Thanks for the clarification Blade.

While you are at it, can you explain what exactly apneic oxygenation means? I tried reading it in a few different books and still don't have a good grasp of the concept.

I also had an inquiry about high altitudes and ventilation. From my understanding, at high altitudes low flow ventialtion is not affected at all, while high flows cause a decreased amount of delievered gas. Is that more or less correct? If someone is, let's say in Nepal, post-op on a vent, their flows wouldn't really be affected when compared to someone at sea level b/c 9 times out o10 they will be on low flows....right?


Here is Part 1 to your question. Part 2 later.

Read this landmark study. See how a patient can stay oxygenated at 100% for more than 30 minutes without any ACTIVE ventilation; only oxygen is being passively given via an endotracheal tube. The Ph drops while the Co2 goes way up; but, the oxygen levels remain good.

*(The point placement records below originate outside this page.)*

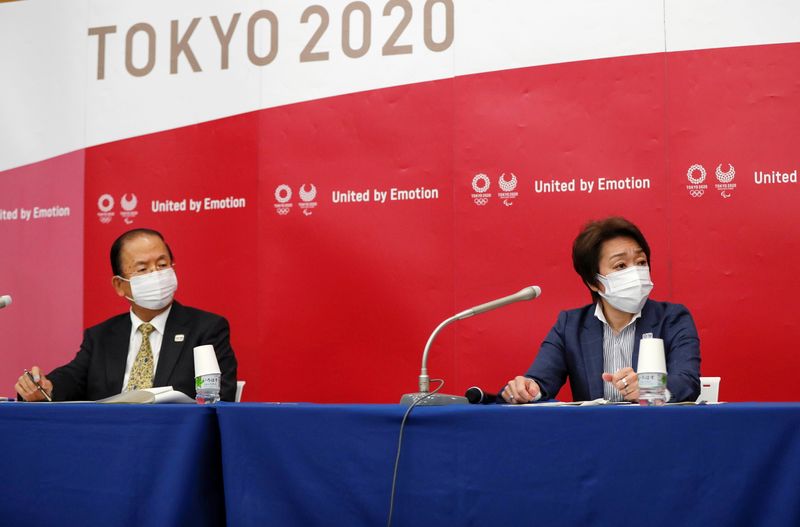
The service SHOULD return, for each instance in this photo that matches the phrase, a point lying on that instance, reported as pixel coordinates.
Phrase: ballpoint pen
(39, 387)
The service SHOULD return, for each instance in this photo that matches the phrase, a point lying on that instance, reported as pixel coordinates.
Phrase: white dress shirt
(617, 350)
(159, 323)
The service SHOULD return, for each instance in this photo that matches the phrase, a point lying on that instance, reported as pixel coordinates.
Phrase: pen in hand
(39, 387)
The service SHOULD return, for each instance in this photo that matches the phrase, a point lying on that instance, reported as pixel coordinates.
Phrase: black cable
(400, 445)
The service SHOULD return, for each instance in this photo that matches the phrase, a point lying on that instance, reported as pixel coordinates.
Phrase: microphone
(477, 396)
(528, 293)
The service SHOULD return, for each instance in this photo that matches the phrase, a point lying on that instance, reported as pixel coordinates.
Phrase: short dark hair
(587, 246)
(119, 243)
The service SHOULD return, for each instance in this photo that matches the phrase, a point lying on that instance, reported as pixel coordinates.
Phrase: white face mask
(153, 290)
(627, 290)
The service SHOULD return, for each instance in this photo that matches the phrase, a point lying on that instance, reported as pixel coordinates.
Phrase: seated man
(151, 345)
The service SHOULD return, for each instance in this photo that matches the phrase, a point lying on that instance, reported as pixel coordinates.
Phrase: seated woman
(597, 345)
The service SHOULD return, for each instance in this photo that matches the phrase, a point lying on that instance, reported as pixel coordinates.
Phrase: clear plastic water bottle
(207, 388)
(653, 389)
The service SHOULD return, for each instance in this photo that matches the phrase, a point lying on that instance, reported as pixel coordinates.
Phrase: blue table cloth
(302, 464)
(93, 464)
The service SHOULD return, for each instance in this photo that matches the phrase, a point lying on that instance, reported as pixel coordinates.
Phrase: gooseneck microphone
(477, 396)
(528, 293)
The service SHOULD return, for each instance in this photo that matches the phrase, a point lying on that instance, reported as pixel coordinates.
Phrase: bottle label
(207, 382)
(652, 381)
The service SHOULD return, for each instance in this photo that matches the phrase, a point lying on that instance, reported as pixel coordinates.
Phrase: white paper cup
(205, 361)
(651, 356)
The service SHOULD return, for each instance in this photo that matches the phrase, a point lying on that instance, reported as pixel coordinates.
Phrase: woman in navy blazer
(595, 346)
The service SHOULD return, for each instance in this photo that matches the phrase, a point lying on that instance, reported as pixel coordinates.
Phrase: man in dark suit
(150, 346)
(597, 346)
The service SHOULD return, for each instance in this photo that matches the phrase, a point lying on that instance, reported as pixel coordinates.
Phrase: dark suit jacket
(98, 369)
(574, 349)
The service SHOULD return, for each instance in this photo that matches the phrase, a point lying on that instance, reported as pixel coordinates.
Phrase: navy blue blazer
(98, 369)
(574, 349)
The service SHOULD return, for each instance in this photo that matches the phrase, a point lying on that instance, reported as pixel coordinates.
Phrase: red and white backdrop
(337, 178)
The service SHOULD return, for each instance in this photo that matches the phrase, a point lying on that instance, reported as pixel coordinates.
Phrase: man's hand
(520, 390)
(626, 382)
(27, 388)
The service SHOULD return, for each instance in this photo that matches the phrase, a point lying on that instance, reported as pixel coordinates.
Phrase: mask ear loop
(124, 280)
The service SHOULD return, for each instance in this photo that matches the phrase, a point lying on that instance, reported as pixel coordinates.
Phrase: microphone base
(437, 399)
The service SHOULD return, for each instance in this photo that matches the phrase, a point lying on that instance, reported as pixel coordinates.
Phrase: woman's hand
(626, 382)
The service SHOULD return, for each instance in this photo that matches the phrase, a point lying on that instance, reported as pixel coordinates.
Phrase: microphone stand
(437, 399)
(424, 397)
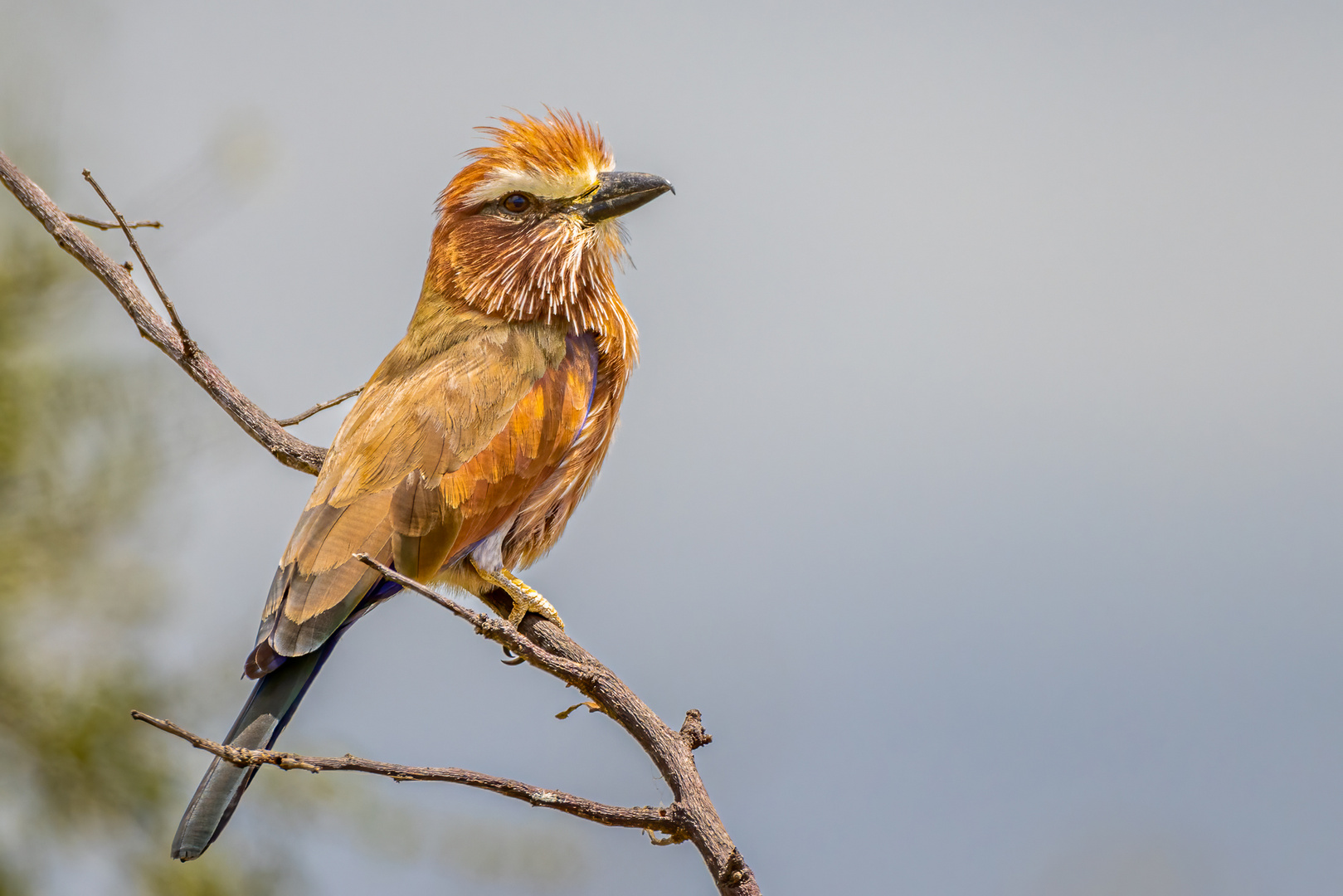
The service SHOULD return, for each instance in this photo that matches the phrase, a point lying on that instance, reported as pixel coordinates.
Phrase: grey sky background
(980, 481)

http://www.core.org.cn/NR/rdonlyres...F1C8DCC-0C4F-49A4-A5A2-05FED162B3F6/0/ps2.pdf

http://journals.lww.com/anesthesiology/Citation/1959/11000/Apneic_Oxygenation_in_Man.7.aspx
 
Here is Part 1 to your question. Part 2 later.

Read this landmark study. See how a patient can stay oxygenated at 100% for more than 30 minutes without any ACTIVE ventilation; only oxygen is being passively given via an endotracheal tube. The Ph drops while the Co2 goes way up; but, the oxygen levels remain good.


http://www.core.org.cn/NR/rdonlyres...F1C8DCC-0C4F-49A4-A5A2-05FED162B3F6/0/ps2.pdf

http://journals.lww.com/anesthesiology/Citation/1959/11000/Apneic_Oxygenation_in_Man.7.aspx

...and Big Blue says 1 HOUR in healthy volunteers, which I think is amazing.